I would suggest using Graphics property of a Sprite for example. It provides basic drawing API, like drawing lines, circles and rectangles.
Besides, you can draw bitmap images on the Graphics to produce more advances results.

Repeating website background image - size vs speed

I was wondering if anyone has done any tests with background images. We normally create a background that repeats at least in one direction (x or y or both).
Example
Let's say we have a gradient background that repeats in X direction. Gradient height is 400px. We have several possibilities. We can create as small image as possible (1 pixel width and 400 pixels high) or we can create a larger image with 400 pixels height.
Observation
Since gradient is 400 pixels high we probably won't choose GIF format, because it can only store 256 adaptive colours. Maybe that's enaough if our gradient is subtle, since it doesn't have that many, but otherwise we'll probably rather store image as a 24-bit PNG image to preserve complete gradient detail.
Dilemma
Should we create an image of 1×400 px size that will be repeated n times horizontally or should we create an image of 100×400 px size to speed up rendering in the browser and have a larger image file size.

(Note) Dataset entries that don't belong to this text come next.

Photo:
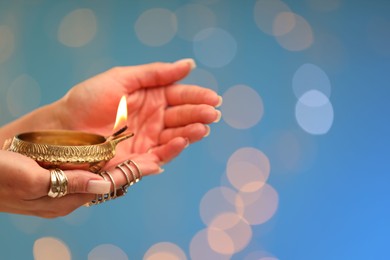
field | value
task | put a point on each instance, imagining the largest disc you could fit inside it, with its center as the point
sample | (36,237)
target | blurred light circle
(189,23)
(216,201)
(258,207)
(229,233)
(202,78)
(7,42)
(200,248)
(165,250)
(156,27)
(265,13)
(310,77)
(49,248)
(299,38)
(77,28)
(242,107)
(314,112)
(284,23)
(214,47)
(23,95)
(248,169)
(324,6)
(107,251)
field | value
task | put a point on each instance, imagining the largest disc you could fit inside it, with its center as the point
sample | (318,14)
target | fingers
(193,132)
(190,94)
(85,182)
(171,149)
(153,74)
(188,114)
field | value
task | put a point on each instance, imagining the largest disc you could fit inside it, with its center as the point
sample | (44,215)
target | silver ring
(58,184)
(113,194)
(140,175)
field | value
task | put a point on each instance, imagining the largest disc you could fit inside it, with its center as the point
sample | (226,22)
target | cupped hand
(165,116)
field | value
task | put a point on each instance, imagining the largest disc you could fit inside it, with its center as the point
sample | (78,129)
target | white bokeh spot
(242,107)
(314,112)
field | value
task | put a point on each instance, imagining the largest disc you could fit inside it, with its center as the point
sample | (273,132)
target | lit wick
(119,131)
(121,118)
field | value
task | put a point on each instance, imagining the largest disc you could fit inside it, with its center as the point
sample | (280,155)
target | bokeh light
(314,112)
(248,169)
(215,47)
(7,42)
(310,77)
(200,247)
(189,22)
(202,78)
(258,207)
(77,28)
(265,13)
(23,95)
(300,37)
(49,248)
(165,251)
(156,27)
(242,107)
(107,251)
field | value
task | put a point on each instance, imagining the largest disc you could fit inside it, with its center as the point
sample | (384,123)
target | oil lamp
(66,149)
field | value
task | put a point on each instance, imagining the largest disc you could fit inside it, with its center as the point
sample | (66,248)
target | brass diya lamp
(65,149)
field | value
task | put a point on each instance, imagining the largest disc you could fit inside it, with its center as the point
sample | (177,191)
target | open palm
(164,115)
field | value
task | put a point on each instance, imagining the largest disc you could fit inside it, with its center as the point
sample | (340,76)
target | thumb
(80,181)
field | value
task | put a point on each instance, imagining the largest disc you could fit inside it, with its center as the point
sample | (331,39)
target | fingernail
(219,115)
(219,102)
(98,187)
(190,61)
(207,131)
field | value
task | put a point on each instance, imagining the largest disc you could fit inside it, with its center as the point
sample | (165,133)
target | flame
(121,114)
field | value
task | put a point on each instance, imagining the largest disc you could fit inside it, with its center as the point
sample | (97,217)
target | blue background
(334,205)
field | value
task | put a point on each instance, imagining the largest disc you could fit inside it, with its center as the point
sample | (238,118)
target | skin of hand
(165,116)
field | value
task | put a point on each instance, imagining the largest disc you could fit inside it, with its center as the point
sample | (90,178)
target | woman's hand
(164,115)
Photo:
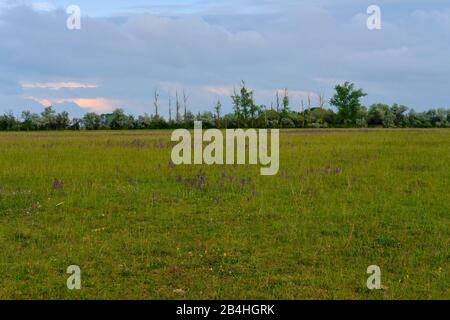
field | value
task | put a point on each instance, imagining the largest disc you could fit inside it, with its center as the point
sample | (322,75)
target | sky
(127,49)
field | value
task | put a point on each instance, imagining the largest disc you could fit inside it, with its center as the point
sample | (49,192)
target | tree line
(246,114)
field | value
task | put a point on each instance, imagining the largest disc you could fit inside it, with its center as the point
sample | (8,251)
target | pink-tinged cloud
(57,85)
(92,104)
(96,104)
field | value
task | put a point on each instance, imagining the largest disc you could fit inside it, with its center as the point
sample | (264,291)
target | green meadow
(141,228)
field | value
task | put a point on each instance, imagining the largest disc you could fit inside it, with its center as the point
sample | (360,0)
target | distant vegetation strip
(246,113)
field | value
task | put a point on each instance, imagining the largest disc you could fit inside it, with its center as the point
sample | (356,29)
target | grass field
(142,229)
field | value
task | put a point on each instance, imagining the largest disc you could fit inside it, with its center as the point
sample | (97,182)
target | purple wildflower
(58,184)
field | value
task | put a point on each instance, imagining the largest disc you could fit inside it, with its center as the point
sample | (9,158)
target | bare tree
(170,107)
(217,108)
(303,114)
(177,105)
(185,104)
(156,103)
(322,106)
(277,95)
(309,108)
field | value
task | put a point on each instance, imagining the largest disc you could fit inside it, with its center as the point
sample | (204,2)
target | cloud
(308,48)
(58,85)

So. Image size vs. rendering speed? Which one wins? Anyone cares to test this? With regards to browser rendering speed and possible small image redraw flickering...

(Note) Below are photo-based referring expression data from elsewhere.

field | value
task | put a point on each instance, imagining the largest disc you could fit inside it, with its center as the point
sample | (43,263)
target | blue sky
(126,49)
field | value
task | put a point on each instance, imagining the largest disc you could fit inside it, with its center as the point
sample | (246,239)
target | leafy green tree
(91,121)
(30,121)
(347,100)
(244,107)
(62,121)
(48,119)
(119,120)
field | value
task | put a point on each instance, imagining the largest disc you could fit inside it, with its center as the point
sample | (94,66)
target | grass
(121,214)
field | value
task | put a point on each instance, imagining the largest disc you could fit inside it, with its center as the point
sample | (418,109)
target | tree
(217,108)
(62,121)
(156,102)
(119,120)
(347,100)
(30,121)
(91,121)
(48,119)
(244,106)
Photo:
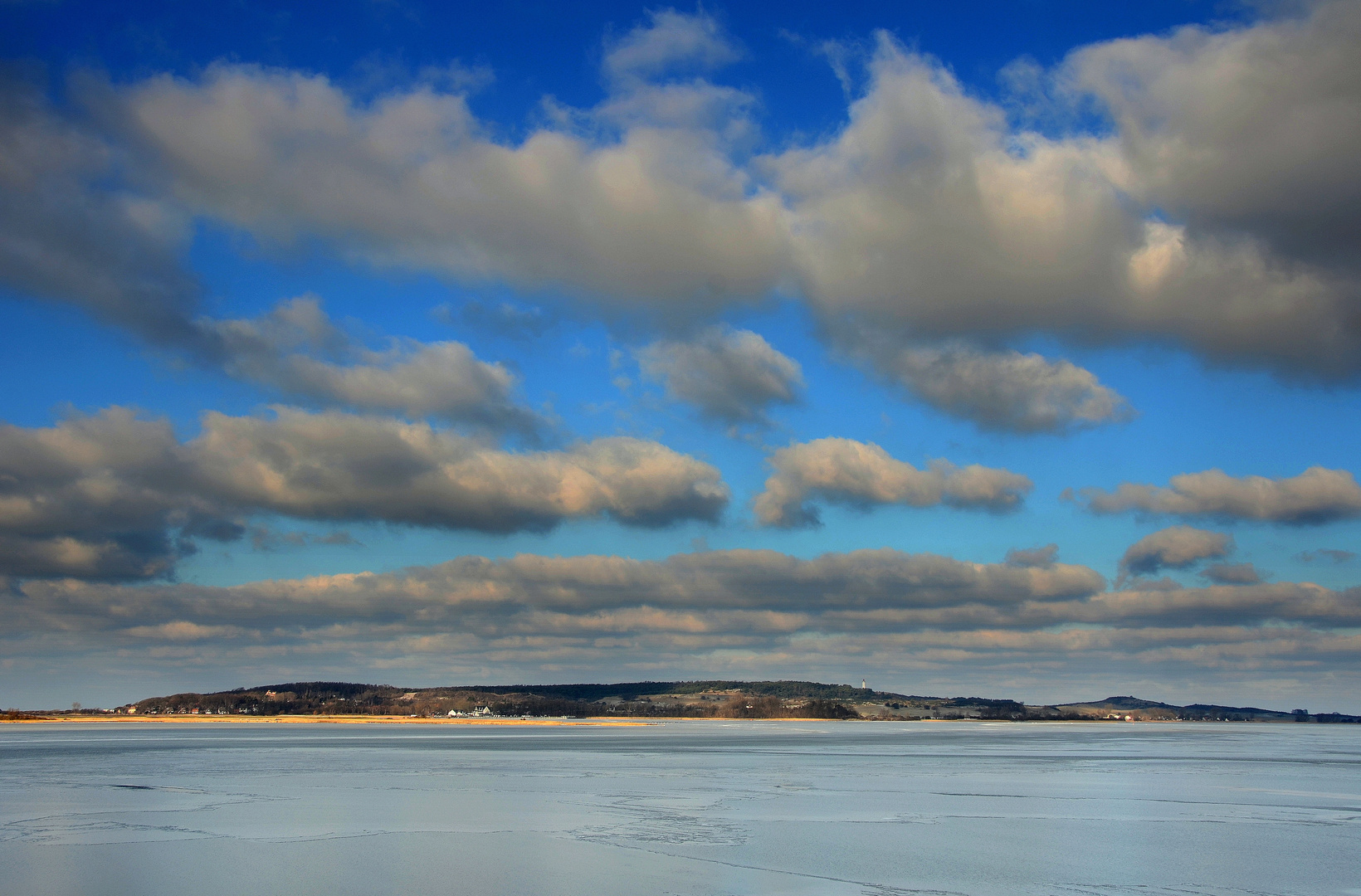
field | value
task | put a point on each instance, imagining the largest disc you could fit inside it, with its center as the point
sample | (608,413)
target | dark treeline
(676,699)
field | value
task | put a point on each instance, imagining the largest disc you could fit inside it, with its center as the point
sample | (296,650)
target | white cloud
(1176,548)
(297,350)
(1314,496)
(671,40)
(344,466)
(749,613)
(999,391)
(1217,214)
(729,376)
(859,474)
(115,496)
(657,215)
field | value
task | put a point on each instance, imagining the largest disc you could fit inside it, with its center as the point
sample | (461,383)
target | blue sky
(1006,350)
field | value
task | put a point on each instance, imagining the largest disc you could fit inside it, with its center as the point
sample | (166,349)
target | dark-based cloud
(1316,495)
(759,611)
(298,351)
(863,475)
(995,389)
(115,496)
(1033,557)
(67,236)
(1327,553)
(1232,574)
(729,376)
(1175,548)
(1214,208)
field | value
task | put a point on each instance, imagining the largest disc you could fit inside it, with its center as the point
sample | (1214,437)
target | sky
(1003,348)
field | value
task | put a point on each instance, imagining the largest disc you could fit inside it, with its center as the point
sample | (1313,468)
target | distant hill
(671,699)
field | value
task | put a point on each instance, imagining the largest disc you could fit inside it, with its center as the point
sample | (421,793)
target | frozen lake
(684,808)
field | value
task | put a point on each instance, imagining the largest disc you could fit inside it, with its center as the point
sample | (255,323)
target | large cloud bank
(759,612)
(1314,496)
(119,496)
(1216,212)
(861,475)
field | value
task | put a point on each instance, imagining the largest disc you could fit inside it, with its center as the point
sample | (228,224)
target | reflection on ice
(680,808)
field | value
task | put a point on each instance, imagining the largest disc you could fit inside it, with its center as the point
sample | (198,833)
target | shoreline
(593,721)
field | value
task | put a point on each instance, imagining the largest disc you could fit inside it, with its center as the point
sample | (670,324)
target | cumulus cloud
(344,466)
(1232,574)
(297,350)
(1176,548)
(725,611)
(1214,212)
(729,376)
(115,496)
(1316,495)
(67,236)
(998,389)
(929,215)
(1033,557)
(669,41)
(861,475)
(412,180)
(1327,553)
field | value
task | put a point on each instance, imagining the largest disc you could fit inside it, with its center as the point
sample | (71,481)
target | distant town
(657,699)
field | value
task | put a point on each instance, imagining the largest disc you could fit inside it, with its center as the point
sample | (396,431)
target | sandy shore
(321,719)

The rendering speed is the bottleneck here, since bigger tiles can be put into the browser's cache.
I've actually tried this for the major browsers, and at least some of them rendered noticeably slow on very small tiles.
So if increasing the bitmap size does not result in ridiculously big file sizes, I would definately go with that. Test it yourself and see. (Remember to include IE6, as still many people are stuck with it).

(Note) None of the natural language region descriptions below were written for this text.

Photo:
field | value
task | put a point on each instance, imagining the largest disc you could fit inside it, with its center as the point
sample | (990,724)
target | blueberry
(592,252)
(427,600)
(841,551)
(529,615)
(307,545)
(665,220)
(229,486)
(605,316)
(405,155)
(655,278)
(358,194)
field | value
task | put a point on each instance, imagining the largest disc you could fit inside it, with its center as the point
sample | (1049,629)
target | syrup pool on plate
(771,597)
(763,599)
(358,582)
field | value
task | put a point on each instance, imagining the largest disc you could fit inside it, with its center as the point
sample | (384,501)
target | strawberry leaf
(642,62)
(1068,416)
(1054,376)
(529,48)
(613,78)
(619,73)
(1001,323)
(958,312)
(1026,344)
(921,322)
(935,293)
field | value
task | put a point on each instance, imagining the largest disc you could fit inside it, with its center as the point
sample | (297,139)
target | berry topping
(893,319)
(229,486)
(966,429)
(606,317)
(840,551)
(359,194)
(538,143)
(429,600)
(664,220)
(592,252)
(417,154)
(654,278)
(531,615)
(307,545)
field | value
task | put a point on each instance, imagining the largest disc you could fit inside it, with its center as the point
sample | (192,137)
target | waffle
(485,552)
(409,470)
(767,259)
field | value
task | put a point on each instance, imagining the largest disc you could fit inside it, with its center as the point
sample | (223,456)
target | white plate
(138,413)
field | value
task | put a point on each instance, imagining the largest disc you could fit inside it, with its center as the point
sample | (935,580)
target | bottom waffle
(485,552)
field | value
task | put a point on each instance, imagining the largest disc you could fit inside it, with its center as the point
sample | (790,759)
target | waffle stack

You might be able to strike a good balance between bitmap size and file size, but in general I'd try 50x400, 100x400, 200x400 and even 400x400 pixels.
I found out that there may be a huge difference in the rendering performance of the browser, if you have a background-image with width of 1px and repeating it. It's better to have a background-image with slightly larger dimensions. So a image with a width of 100px performs much better in the browser. This especially comes into play when you use a repeated background-image in a draggable layer on your website. The drag-performance is pretty bad with an often-repeated background-image.
I'd like to point out that for the cost of sending down an extra few rows (1-2 only example here) .8k - 1.6kb (if you can get away with 8-bit) more like 2.4kb - 4.0kb for 24bit
2 pixel columns more means the required iterations required to blit the background in is cut down to 1/3 for up to 1.6kb (8-bit) or 4kb (24bit)
even 1 extra column halves the blitting required down to half the element width.
If the background's done in less than a second for a 56.6k modem I reckon it's lean enough.
If small dimensions of an image have a negative impact on rendering, I'm sure any decent browser would blit the image internally a few times before tiling.
That said, I tend not to use 1 pixel image dimensions, so I can see the image clearly without resizing it. PNG compression is good enough to handle this at very little cost to file size, in most situations.
I'd put money on the bottleneck being the image download rather than the rendering engine doing the tiling, so go for the 1 pixel wide option.
Also the 24-bit PNG is redundant since you're still only getting 8 bits per channel (red, green and blue).
I generally prefer to go in between, 1pixel wide will probably make your gradient seem a bit unclear but you can do something like 5pixel width which gives enough room to the gradient to maintain consistency and clarity across the page.. but I would suggest you can add more patterns and images to a single image and then use background positioning(css sprites) to position them because download a single image of say 50kb would take less time comapared to 5 40kb images since the browser makes fewer requests to the server...
I have not benchmarked this but I'd bet that on most modern computers the rendering won't be an issue whereas you always want to save on on the image download time. I often go for the 1px type of graphics.